How much Levofloxacin Normon infusion solution is administered

If you are unsure why you are receiving Levofloxacin Normon or have any questions about the dose you are receiving, consult your doctor, nurse, or pharmacist.

• Your doctor will decide how much Levofloxacin Normon you should receive.
• The dose will depend on the type of infection you have and its location in your body.
• The duration of treatment will depend on the severity of your infection.

Adults and elderly patients

• Pneumonia: 500 mg once or twice daily
• Urinary tract infection, including kidneys or bladder: 500 mg once daily
• Prostate infection: 500 mg once daily
• Skin and soft tissue infections, including muscles: 500 mg once or twice daily

Adults and elderly patients with kidney problems

Your doctor may administer a lower dose.

Children and adolescents

This medicine must not be given to children or adolescents.

Protect your skin from sunlight

Do not expose your skin directly to sunlight (even on cloudy days) while you are receiving this medicine and for two days after stopping it, as your skin may become much more sensitive to sunlight and may burn, sting, or even blister if you do not take the following precautions:

• Be sure to use sunscreen creams with high protection factor
• Always wear a hat and clothing covering your arms and legs
• Avoid ultraviolet (UV) lamps

If you use more Levofloxacin Normon infusion solution than you should

It is unlikely that your doctor or nurse will administer more medicine than you need. Your doctor and nurse will monitor your condition and control the amount of medicine you receive. Always ask if you are unsure why you are receiving this medicine.

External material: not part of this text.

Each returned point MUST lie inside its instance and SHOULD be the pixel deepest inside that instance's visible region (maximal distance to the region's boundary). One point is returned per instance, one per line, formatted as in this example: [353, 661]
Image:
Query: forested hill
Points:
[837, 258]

If you are given more Levofloxacin Normon than required, the following effects may occur: epileptic seizures (convulsions), confusion, dizziness, decreased consciousness, tremors, heart disturbances that may cause irregular heartbeats, and gastrointestinal discomfort (nausea).

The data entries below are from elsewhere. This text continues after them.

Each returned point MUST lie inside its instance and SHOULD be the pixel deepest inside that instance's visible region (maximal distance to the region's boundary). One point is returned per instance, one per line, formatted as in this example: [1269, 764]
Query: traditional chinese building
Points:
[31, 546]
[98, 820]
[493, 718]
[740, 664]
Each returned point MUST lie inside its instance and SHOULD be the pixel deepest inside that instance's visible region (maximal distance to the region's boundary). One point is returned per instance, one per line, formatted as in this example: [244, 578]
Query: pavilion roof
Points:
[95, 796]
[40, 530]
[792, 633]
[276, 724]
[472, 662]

In case of overdose or accidental ingestion, contact your doctor or pharmacist immediately or call the Toxicology Information Service at telephone number 91 562 04 20, indicating the medicine and the amount administered or ingested.

If you forget to use Levofloxacin Normon infusion solution

Your doctor or nurse will have instructions on when to administer this medicine. It is unlikely that the medicine will not be given as prescribed. However, if you think a dose has been missed, inform your doctor or nurse.

If you stop treatment with Levofloxacin Normon infusion solution

Your doctor or nurse will continue administering Levofloxacin Normon even if you feel better. If treatment is stopped too early, your condition may worsen or the bacteria may become resistant to the medicine. After a few days of treatment with the infusion solution, your doctor may decide to switch you to the tablet form of this medicine to complete the treatment.

If you have any further questions about using this medicine, ask your doctor, nurse, or pharmacist.

4. Possible adverse effects

Like all medicines, this medicine can cause adverse effects, although not everyone experiences them. Usually, these effects are mild to moderate in intensity and tend to resolve quickly.

Stop treatment with Levofloxacino Normon and contact a doctor or nurse, or go to a hospital immediately if you experience the following adverse effects:

Very rare (may affect up to 1 in 10,000 people)

• If you have an allergic reaction. Signs may include: skin rash, difficulty swallowing or breathing, swelling of lips, face, throat, or tongue

Stop treatment with Levofloxacino Normon infusion solution and contact your doctor or nurse immediately if you notice the following serious adverse effects, as you may require urgent medical treatment:

Rare (may affect up to 1 in 1,000 people)

• Watery diarrhoea, which may contain blood, possibly with stomach cramps and fever. These could be signs of a serious intestinal problem
• Pain and inflammation in tendons or ligaments, which could lead to rupture. The Achilles tendon is most commonly affected
• Seizures (epileptic fits)
• Widespread rash, high body temperature, elevated liver enzymes, blood abnormalities (eosinophilia), enlarged lymph nodes, and involvement of other body organs (drug reaction with eosinophilia and systemic symptoms, also known as DRESS or drug hypersensitivity syndrome). See also section 2.
• Syndrome associated with impaired water excretion and low sodium levels (SIADH)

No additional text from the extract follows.